Last week I was struck down by some nasty flu/bug thing where I couldn't have gotten out of bed for love nor yarn. I lay there thinking of what yarn could entice me out of bed and I couldn't think of a single thing. Add in the fact that I didn't knit for 2 whole days AND missed SnB proves just how ill I actually was.
When I did pick the needles back up, I wanted something completely mindless. Not a thought was floating though my head some non thought provoking knitting was needed.
Lying in amongst all the knitting stuff in my corner of the living room was a ziplock bag full of kitchen cotton - Lion Brand, Peaches n Creme and some Sugar n Creme. Usually a ballband dishcloth would have sprung forth from the needles but that required too much thinking
and certainly too much maths. (see the orange/green at f the bottom right hand corner of the bag? Thats my oldest cotton! Proper vintage stuff!)

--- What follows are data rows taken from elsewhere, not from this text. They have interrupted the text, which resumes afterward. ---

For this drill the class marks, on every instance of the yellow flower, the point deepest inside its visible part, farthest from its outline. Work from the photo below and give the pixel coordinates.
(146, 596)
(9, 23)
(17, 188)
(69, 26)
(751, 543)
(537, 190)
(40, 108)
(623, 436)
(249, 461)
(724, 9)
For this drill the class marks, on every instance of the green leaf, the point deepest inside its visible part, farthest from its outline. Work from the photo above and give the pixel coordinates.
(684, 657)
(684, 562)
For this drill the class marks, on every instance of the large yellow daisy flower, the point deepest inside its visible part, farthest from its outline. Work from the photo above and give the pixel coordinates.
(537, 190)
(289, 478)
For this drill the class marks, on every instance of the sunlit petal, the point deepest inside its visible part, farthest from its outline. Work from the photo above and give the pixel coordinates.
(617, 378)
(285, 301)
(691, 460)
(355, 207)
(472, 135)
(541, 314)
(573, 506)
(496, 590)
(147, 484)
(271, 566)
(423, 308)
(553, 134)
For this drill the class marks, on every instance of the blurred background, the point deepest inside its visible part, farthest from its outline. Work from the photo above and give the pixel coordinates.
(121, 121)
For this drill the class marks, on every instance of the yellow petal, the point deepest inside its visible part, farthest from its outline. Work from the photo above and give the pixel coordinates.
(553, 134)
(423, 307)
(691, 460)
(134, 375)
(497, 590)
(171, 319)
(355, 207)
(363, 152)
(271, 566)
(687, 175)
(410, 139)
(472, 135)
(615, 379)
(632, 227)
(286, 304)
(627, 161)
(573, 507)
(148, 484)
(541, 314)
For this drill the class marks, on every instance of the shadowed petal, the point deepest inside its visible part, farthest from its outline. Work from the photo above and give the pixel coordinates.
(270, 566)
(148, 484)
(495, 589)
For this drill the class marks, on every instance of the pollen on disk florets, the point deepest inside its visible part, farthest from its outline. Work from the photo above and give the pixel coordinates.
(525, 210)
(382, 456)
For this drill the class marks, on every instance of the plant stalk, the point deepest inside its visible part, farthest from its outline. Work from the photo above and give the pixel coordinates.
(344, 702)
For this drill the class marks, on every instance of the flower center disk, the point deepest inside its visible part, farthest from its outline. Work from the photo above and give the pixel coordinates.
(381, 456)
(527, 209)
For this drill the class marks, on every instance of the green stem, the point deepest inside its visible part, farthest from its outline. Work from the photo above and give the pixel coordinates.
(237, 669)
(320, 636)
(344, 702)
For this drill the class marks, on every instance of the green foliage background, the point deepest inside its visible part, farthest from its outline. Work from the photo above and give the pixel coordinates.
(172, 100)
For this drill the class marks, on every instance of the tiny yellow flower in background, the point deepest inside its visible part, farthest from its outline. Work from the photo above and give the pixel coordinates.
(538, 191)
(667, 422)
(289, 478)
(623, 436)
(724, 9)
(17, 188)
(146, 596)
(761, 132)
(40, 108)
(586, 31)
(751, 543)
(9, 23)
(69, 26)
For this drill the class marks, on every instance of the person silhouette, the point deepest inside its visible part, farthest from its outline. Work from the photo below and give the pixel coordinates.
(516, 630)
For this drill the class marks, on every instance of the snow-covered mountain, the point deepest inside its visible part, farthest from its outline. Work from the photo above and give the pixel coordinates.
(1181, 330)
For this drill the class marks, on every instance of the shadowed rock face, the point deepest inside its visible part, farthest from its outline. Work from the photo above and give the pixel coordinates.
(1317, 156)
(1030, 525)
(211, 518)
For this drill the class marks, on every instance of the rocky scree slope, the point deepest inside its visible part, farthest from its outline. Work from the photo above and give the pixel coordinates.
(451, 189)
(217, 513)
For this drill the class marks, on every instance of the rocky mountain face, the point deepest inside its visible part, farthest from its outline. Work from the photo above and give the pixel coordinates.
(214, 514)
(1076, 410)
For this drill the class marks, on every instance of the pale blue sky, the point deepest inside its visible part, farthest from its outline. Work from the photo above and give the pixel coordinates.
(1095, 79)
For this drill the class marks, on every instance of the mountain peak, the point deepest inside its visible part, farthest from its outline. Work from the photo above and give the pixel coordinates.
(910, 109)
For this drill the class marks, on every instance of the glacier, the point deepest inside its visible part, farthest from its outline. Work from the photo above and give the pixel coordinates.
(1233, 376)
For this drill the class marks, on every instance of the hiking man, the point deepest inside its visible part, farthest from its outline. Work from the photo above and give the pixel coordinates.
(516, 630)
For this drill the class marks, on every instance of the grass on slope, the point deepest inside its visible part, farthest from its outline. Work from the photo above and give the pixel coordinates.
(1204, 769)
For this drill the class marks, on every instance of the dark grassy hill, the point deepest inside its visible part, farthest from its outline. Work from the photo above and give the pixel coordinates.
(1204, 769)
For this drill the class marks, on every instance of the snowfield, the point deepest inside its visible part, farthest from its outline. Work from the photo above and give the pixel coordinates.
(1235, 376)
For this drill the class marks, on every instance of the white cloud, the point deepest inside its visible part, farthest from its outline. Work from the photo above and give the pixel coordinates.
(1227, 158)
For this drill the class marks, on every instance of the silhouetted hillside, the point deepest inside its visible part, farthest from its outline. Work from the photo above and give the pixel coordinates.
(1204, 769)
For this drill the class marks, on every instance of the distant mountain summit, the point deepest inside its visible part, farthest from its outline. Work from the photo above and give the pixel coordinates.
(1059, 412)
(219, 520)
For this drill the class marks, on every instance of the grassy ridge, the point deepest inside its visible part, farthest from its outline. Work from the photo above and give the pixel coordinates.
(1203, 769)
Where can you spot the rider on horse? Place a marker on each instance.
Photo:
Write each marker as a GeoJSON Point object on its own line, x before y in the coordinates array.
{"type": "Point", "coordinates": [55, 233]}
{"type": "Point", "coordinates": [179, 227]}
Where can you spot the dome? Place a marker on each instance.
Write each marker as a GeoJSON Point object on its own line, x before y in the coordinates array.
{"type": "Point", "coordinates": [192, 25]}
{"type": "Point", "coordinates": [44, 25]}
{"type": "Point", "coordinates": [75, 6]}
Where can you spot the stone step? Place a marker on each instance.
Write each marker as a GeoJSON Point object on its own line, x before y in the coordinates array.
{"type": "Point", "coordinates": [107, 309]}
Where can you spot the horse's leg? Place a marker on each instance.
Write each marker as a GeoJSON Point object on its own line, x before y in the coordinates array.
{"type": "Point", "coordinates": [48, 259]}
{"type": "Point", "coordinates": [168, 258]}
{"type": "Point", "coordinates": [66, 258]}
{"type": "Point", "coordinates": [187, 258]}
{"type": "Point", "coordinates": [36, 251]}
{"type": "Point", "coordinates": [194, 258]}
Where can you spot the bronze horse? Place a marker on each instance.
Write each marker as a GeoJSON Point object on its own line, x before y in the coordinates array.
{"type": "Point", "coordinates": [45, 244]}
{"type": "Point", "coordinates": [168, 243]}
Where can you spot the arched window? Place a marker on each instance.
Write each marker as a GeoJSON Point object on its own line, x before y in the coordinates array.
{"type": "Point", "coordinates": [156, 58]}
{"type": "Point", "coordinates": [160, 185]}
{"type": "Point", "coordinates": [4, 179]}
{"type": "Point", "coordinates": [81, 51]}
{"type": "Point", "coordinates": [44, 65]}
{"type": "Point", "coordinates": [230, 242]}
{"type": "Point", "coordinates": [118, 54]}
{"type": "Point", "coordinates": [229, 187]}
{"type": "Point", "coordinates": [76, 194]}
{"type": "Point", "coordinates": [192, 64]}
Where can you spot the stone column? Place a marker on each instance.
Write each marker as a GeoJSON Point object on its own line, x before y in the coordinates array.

Anyway, I digress. I decided in my delirium that it would be great if I could knit up that whole bag while I was recouperating. Never one to shy away from a challenge, even a sickness induced one, I set to work.
Every single scrap of cotton in the bag was used - some of the cloths look a bit weird (that'll be the top middle one) but I was getting a bit desperate towards the end.
I have to say that I'm rather chuffed with myself. I managed to accomplish two things with this challenge - I emptied an entire bag of scraps and, most importantly, I have a willing recipient for the cloths.
This isn't the only mad challenge I've done - I'm currently taking part in a literal Mad Dash on Ravelry. The aim is to get though 12,000 yards either solo or as part of a team. I had signed up as a solo player but after I talked my friend into taking part we're now Team Tweedle aka Tweedledum and Tweedledee!
We're splitting the yardage so have 6,000 yards to knit in 6 weeks. Thats about 125yards a day and it makes me officially behind. But the weekend is coming and I'll catch up then.
The plan is to get through the bulky yarn first - hats, cowls etc, and then try some multistranding. 3 strands of DK with a strand of sock yarn makes a lovely squishy fabric, but thats my last resort.
I'm trying to get rid of the lone rangers first, single skeins of this, two skeins of the other. It clears the stash out and you get some quick knits for the gift stash! Win win!!
Well, after many many months, the laptop is back! And you know what that means....half decent posts!!!
A few weeks ago, a fellow knitter and I joined a motley crew of knitters at the gorgeous Ballydugan Cottages for a weekend of learning. It was organised by the Textile studio and focused on continental knitting and pattern design.
While I didn't do much in the way of the designing (it was a "do as much or as little as you want" weekend) I did learn that ballband gauges are next to useless, always swatch and a lot of maths is required.
Instead, I knitting an entire project in continental stitch. (I know, I know, another dishcloth. Its not all I knit you know)
How did I find it? To be honest, it was awkward and slow to begin with, but once I got the hang of it I thought it was great. I put a repeat of "normal" knitting in the project and I can't see which was continental and which isn't.
As for the project itself, it had its ends woven in, picture taken and was rapidly gifted to Jo. She loves handmade washcloths and doesn't get time to make them for herself, so I gifted her this one.
I also managed to get a wip finished when I was there - an unphotographed barley hat and I started a sweater for my nephew.
All in all I think it was a rather productive weekend and I would certainly go again!